Common Law Admission Test CLAT, About CLAT Common Law Admission Test

The greatest contribution of National Law Schools has been to transform legal education into a professional education in its real sense of the term and to make it attractive to Indian intelligentsia. The success of National Law School of India University, Bangalore, has inspired many States to set up similar institutions in their respective territories and at present, there are eleven Law Schools in different parts of the country. These institutions are national in the sense that substantial number of seats in all these institutions are filled up by students from all over India and the academic staff are also recruited on all India basis. All of them conduct admission tests in different centres spread all over the country and thousands of students after their ten plus two examinations take these admission tests.

As the things stand now, each Law School conducts its own admission test and admits students as per its regulations. As a result, students aspiring for good legal education have to write a number of admission tests; and this multiplicity of admission tests has been causing tremendous hardship both physically and financially to the candidates taking these tests. This issue was raised from time to time by several people, but it drew national attention as a result of a Writ Petition filed by Mr. Varun Bhagat against the Union of India and various National Law Schools in the Supreme Court of India in 2006. In the course of hearing, the Honourable Chief Justice of India directed the Union of India to consult the National Law Schools with a view to evolving a scheme for common admission test. It may be noted that the Bar Council of India strongly supported this move towards common admission test.

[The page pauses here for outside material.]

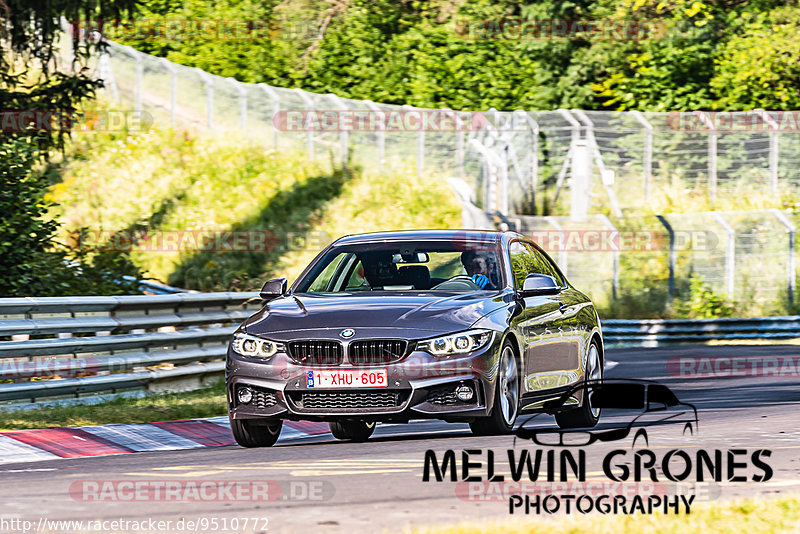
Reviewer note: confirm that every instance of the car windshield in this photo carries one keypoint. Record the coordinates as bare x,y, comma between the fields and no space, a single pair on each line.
417,266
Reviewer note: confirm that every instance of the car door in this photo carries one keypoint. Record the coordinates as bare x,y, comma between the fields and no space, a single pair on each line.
576,315
549,358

Since all National Law Schools owe their existence to their respective State Legislation, there is no central agency to coordinate their activities. Therefore, a move such as common admission test requires the consensus of all National Law Schools participating in such a process. To facilitate such a consensus, the Ministry of Human Resources Development, the Government of India and the University Grants Commission of India convened the meeting of the Vice-Chancellors of seven National Law Schools namely NLSIU, NALSAR, NLIU, NUJS, NLU, HNLU and GNLU. The Chairman, Bar Council of India actively participated at these meetings. It may be noted that these seven Law Schools have been functioning for quite some time unlike other newly-established National Law Schools. After a couple of such meetings, these seven National Law Schools signed a Memorandum of Understanding (MoU) on 23rd November, 2007 committing themselves to hold the common admission test. It is quite in order to acknowledge the significant role played by Mr. Sunil Kumar, Joint Secretary, Ministry of Human Resources Development and Prof. Mool Chand Sharma, Vice-Chairman, University Grants Commission in this entire exercise.